Evie kissed down Maggie’s jaw, bit along her neck, and Maggie groaned, arching into the pressure. She yanked open the buttons of Evie’s jeans—screw the awkward angle, screw the logistics, she was precise, she could manage this, and Evie made it easier by shifting, writhing into her hands.
“Fuck, I missed you tonight,” Evie whispered, teeth grazing the soft skin just below Maggie’s ear.
Maggie’s hands trembled, really shook, as she slid them under the waistband of Evie’s jeans, found the heat there, the slick that told her exactly how much this was needed, how much the last six weeks had sucked for both of them.
“You’re shaking,” Evie said, and her voice was half-mocking, half-fond.

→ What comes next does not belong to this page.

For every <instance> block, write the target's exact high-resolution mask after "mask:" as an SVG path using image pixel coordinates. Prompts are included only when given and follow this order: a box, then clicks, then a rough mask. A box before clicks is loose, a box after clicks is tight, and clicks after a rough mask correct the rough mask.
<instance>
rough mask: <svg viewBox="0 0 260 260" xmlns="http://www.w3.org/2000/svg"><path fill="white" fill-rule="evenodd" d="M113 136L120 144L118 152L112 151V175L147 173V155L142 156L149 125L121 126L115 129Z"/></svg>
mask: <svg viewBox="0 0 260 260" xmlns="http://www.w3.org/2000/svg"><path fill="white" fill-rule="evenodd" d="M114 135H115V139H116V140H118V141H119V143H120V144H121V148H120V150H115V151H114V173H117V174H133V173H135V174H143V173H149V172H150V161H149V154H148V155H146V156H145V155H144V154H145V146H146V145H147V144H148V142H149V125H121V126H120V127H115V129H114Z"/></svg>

“Not—” Maggie meant to say not cold, but her breath caught as Evie’s own hand slipped inside her blouse, found the lace of her bra, and tugged at her nipple with just the right brutal lack of finesse. Maggie bit her lip so hard she tasted blood.
Evie was grinding down against her, urgent, rhythm messy and uncoordinated with the seat belt digging into her side, and Maggie gave up on grace, used two fingers to slide into her, feeling Evie’s whole body tense and then collapse against her chest.
They moved together, Evie’s hand pinning Maggie’s face, their mouths never far apart, words stuttered between gasps:
“Jesus, Maggie, you—”
“Fuck—Evie, just—”
“Don’t stop, don’t stop, don’t—”
Maggie couldn’t have stopped if the whole staff of Oakridge caught them in the act. She curled her fingers and Evie choked out a sound, almost a sob, clinging so hard Maggie was sure she’d leave bruises.